Не бросив даже взгляда на собравшихся придворных, царица вышла из комнаты и вернулась к изголовью раненого, где молча стояла, следя за усилиями врачей. Через полчаса Саргон открыл глаза, и с губ его сорвалось глухое хрипение. Тотчас же Тиглат осторожно приподнял его, а жрец поднес к его губам кубок с приготовленным питьем. Выпив кубок, раненый, по–видимому, окреп, взгляд его прояснился. Тогда Хатасу встала и, приказав врачам удалиться в другой конец комнаты, наклонилась к Саргону.
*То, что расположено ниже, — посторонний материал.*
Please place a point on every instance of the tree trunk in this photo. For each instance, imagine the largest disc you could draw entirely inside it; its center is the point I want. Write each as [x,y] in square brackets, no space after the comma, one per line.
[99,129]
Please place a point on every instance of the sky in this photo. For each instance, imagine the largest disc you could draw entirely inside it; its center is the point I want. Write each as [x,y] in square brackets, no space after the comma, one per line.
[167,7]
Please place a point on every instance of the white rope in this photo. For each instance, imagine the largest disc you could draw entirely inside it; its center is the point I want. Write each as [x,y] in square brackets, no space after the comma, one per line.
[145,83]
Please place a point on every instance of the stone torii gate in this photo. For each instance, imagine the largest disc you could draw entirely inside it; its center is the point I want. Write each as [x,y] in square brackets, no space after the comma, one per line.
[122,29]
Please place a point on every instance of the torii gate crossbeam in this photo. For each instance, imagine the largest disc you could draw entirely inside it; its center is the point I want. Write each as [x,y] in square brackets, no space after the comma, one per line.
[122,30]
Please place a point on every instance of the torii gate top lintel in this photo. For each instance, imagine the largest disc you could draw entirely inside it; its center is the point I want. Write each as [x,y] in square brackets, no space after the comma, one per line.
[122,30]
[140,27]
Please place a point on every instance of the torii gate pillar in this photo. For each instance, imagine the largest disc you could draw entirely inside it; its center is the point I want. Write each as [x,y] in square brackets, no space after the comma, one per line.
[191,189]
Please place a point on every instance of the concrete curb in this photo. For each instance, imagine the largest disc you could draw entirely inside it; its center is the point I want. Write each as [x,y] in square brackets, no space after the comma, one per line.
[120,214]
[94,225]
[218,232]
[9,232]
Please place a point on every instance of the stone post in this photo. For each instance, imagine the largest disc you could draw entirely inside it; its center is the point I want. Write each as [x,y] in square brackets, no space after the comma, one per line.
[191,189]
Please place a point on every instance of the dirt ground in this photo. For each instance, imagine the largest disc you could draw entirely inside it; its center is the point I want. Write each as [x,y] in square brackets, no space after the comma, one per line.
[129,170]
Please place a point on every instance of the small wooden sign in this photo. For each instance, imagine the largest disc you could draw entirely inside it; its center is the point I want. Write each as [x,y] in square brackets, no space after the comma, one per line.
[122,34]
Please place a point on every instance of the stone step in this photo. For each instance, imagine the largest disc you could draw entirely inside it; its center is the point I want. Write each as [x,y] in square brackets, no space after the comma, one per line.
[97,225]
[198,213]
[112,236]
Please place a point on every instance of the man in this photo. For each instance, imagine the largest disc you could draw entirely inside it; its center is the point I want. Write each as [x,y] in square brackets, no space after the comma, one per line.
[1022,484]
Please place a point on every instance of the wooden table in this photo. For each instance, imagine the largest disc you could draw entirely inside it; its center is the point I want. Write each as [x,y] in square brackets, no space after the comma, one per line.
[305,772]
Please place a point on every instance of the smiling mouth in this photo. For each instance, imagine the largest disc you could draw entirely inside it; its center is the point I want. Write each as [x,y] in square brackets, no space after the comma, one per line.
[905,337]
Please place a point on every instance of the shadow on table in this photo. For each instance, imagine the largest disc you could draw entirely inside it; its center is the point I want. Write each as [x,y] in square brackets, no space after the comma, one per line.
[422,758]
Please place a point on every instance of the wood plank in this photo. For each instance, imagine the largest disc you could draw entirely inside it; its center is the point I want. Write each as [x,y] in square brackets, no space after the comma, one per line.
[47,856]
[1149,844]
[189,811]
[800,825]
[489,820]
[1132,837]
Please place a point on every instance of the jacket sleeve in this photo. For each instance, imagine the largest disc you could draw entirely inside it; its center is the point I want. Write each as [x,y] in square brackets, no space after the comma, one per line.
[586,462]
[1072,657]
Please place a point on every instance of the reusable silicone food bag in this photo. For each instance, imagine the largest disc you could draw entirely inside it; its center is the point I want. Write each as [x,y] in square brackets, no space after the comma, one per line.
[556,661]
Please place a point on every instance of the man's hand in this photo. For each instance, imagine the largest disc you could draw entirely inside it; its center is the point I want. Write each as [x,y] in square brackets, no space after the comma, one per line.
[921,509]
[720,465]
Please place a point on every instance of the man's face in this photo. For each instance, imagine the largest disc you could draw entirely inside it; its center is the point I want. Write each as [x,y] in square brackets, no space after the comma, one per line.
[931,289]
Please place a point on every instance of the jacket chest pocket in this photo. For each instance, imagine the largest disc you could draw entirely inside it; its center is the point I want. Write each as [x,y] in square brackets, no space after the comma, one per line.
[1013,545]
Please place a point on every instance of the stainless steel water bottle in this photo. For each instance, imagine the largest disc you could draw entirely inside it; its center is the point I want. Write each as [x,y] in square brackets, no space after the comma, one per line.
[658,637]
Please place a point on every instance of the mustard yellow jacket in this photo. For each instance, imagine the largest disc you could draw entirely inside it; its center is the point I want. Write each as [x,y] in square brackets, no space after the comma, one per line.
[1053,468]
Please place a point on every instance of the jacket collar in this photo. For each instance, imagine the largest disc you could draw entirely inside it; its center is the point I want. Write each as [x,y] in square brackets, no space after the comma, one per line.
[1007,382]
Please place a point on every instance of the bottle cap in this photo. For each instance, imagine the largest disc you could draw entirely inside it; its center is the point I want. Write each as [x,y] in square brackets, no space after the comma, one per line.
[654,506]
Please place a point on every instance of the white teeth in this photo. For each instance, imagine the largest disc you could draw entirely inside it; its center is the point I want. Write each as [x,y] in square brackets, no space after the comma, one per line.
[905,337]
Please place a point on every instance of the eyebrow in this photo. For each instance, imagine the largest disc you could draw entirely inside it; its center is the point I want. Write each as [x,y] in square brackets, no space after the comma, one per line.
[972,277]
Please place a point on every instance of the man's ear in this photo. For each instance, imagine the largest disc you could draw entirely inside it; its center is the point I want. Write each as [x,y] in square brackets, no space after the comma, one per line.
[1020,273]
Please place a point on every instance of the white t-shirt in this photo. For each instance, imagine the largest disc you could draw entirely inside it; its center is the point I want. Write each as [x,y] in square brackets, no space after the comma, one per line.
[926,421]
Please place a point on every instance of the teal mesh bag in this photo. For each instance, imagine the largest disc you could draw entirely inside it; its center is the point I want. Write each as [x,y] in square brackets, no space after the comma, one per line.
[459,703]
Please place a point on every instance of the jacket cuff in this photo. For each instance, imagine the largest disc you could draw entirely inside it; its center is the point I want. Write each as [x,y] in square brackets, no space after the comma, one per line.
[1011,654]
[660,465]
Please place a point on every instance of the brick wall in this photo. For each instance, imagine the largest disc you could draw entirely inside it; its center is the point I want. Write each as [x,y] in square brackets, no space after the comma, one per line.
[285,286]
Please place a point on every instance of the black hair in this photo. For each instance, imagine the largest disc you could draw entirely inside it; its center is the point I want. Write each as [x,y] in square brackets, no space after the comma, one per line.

– Соберись с силами, бедное дитя, чтобы повторить перед чрезвычайным советом то, что ты открыл мне, – прошептала она. – Твои показания будут гибелью для святотатца. Только не говори ничего о том, что Тутмес воспользовался чарами против меня.
Огонь дикого удовлетворения сверкнул в глазах умирающего.
– Я буду молчать о святотатстве, на которое отважились по отношению к тебе, но обещай мне, царица, что ты не помилуешь презренного!
Холодная и жестокая улыбка скользнула по губам Хатасу.
– Успокойся! Ты будешь отомщен. А теперь довольно, не утомляйся!
Прошло еще около получаса в глубоком молчании, когда появился бледный и озабоченный Сэмну и доложил царице, что сановники собрались и ожидают ее приказаний.
Царица отдала несколько кратких распоряжений, которые тотчас же были выполнены. Ложе с раненым было поставлено посредине комнаты. Рядом с ним – царское кресло и несколько табуретов для более пожилых сановников. На ковре приготовили все необходимое для письма.
По окончании всех этих приготовлений пригласили жрецов и сановников. Тогда Хатасу встала и сказала твердым голосом:
– Уважаемые служители богов и вы, верные советники! Я созвала вас, чтобы вы лично услышали из уст самого обвинителя о преступлениях и святотатствах, в которых он обвиняет князя Хоремсеба. Будучи призванными охранять правосудие и наблюдать за тем, чтобы бессмертным воздавались должные почести, вы разберете это дело и вынесете свое решение, теперь же приблизьтесь, так как голос раненого слаб. Ты же, Сенусерт, приготовься записывать показания принца Саргона.